LESLIE PIETRZYK is the author of the novels Pears on a Willow Tree and A Year and a Day, which was selected for the Book-of-the-Month Club and was featured in the Borders Bookstores “Original Voices” series. Her work has been nominated for several Pushcart Prizes and has received awards from Shenandoah, Columbia, Descant, and other journals. She has received fellowships from the Bread Loaf and Sewanee Writers’ Conferences.
MATTHEW KLAM is the author of Sam the Cat, a finalist for the Los Angeles Times Book of the Year and a New York Times Notable Book. He is the recipient of a Guggenheim Fellowship, an O'Henry Award, a Whiting Writer's Award, and a PEN/Robert Bingham Award, and has received grants from the NEA and the Fine Arts Work Center in Provincetown. He is a contributing writer to GQ Magazine, and has taught creative writing in many places including University of Michigan and American University, and is a Visiting Professor at Southampton College in New York.
Big Read - D.C. is a literacy event presented by the Humanities Council of Washington, DC and the DC Commission on the Arts and Humanities. DC is reading The Great Gatsby by F. Scott Fitzgerald from April 24 - May 24, 2008, as part of The Big Read, an initiative of the National Endowment for the Arts in partnership with the Institute of Museum and Library Services and Arts Midwest. For a calendar specific to DC-area events, visit www.dcbigread.blogspot.com.

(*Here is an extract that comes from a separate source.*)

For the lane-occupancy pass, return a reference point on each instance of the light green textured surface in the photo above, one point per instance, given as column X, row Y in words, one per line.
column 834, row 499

The Arts Club of Washington is at 2017 I Street NW, near Foggy Bottom/GWU and Farragut West metro. Headquartered in the James Monroe House, a National Historic Landmark, the Club was founded in 1916 and is the oldest non-profit arts organization in the city. The Club mission is to generate public appreciation for and participation in the arts in the Nation’s capital, through ongoing educational programs that include literary events, art exhibitions, and musical and theatrical performances.